Sustainability
LINCS was conceived and proposed with both data and software sustainability front and centre in the context of a changing funding environment.
Sustainability funding
LINCS was funded as a multi-institutional collaboration through a program intended to establish national research cyberinfrastructure for data mobilization and sharing. The Canada Foundation for Innovation (CFI) Cyberinfrastructure program, started in 2015, was intended to be iterative with funding criteria less focused on innovation and more on operations and maintenance. It was created in light of increasing awareness that the usual operating funds provided by other CFI programs were not adequate to support ongoing, multi-institutional funding of production-level infrastructure.
In 2019, the federal government established the Digital Research Alliance of Canada (DRAC); with its responsibility for research software, DRAC was intended to provide a more stable, integrated program for such support.
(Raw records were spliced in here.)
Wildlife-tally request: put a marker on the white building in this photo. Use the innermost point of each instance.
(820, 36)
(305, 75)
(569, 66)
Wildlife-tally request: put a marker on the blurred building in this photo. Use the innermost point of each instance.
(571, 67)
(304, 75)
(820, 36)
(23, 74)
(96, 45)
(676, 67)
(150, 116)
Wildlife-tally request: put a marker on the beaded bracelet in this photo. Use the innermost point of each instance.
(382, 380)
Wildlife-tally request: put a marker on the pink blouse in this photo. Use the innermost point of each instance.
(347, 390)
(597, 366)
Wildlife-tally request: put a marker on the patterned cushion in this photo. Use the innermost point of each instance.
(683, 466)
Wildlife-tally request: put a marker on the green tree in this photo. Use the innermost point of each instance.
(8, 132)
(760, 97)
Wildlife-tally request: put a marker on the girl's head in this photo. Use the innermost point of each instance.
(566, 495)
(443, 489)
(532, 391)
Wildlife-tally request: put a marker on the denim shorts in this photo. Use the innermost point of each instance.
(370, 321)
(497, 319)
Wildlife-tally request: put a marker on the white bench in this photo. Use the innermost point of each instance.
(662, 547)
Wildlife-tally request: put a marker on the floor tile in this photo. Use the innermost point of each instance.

Consequently, the CFI Cyberinfrastructure program and the longer-running CANARIE Research Software program (which addressed the need for operations funding) were both dissolved. As of 2025, DRAC has not established any open, competitive programs to replace CFI and CANARIE support, so there is a funding void within Canada at the relatively modest levels of funding required for humanities research software. The only national program for infrastructure operations has as its eligibility requirement five years of prior operations with an annual budget of $1M, effectively excluding infrastructure for the arts and humanities.
Canada, in fact, does not fund research infrastructure on a long-term basis at all, unlike other countries: for instance, France has a record of providing multi-year mandates to its substantial array of humanities research infrastructure within an integrated national system. Even DRAC itself is funded through annual budget submissions to Innovation, Science and Economic Development (ISED) Canada.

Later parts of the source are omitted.